A TALEN-based approach to developing safer, more effective treatments for people with EB (Tolar 2)
Completed| Project lead | Prof Jakub Tolar |
| Organisation | University of Minnesota, Department of Pediatrics, Minneapolis, USA |
| Partner organizations & collaborators | cofunded by Cure EB (previously Sohana Research Fund) |
| Project budget | USD 250,000.00 |
| Start date / Duration | 01. Feb 2013 / 24 months |
| Funder(s) / Co-Funder(s) | DEBRA UK, MSAP/EBEP Recommended |
| Research area | Molecular therapy |
Project details
Short lay summary
The fragile skin of people with Recessive Dystrophic Epidermolysis Bullosa (RDEB) is caused by a genetic mistake (mutation) that interferes with the normal production of a protein called collagen VII. In normal skin, collagen VII creates fibres that hold the layers of the skin together. In theory, correcting the genetic mistake would result in production of collagen VII and the restoration of the normal function in the skin.
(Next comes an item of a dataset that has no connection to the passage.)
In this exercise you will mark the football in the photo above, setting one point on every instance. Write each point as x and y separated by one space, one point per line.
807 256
This group is developing a remarkable new technology for correcting genetic mistakes. This technology, called TALEN (Transcription Activator-Like Effector Nuclease), allows them to target the faulty gene, cut it out and insert the correct gene sequence. This should be an improvement on earlier attempts at gene therapy that added the correct genetic material at random.
The researchers use powerful computer software to identify very specific places in the DNA on either side of the faulty section. They then design molecules to recognise these places and attach to them. These molecules also carry a chemical that cuts the DNA and removes the genetic mistake. Analysis of the DNA from current studies has shown they have been successful in removing and replacing the right sections of DNA in EB skin cells.
This group has taken skin cells from RDEB patients and used state-of-the-art techniques to grow them in large numbers in the laboratory. They have also used a technology that gives these cells the properties of stem cells, which can create many different kinds of cells under the correct conditions. Once the gene editing system is optimised, corrected cells from patients can be grown in the lab in to different kinds of cells useful for skin repair and for transplantation.
The technology developed in this study has potentially profound implications for the future of research into RDEB and its treatment.
Strategic relevance
“Support from DEBRA has been critical in allowing us to take innovative directions in looking for better treatments for RDEB, for example using new gene-editing technologies."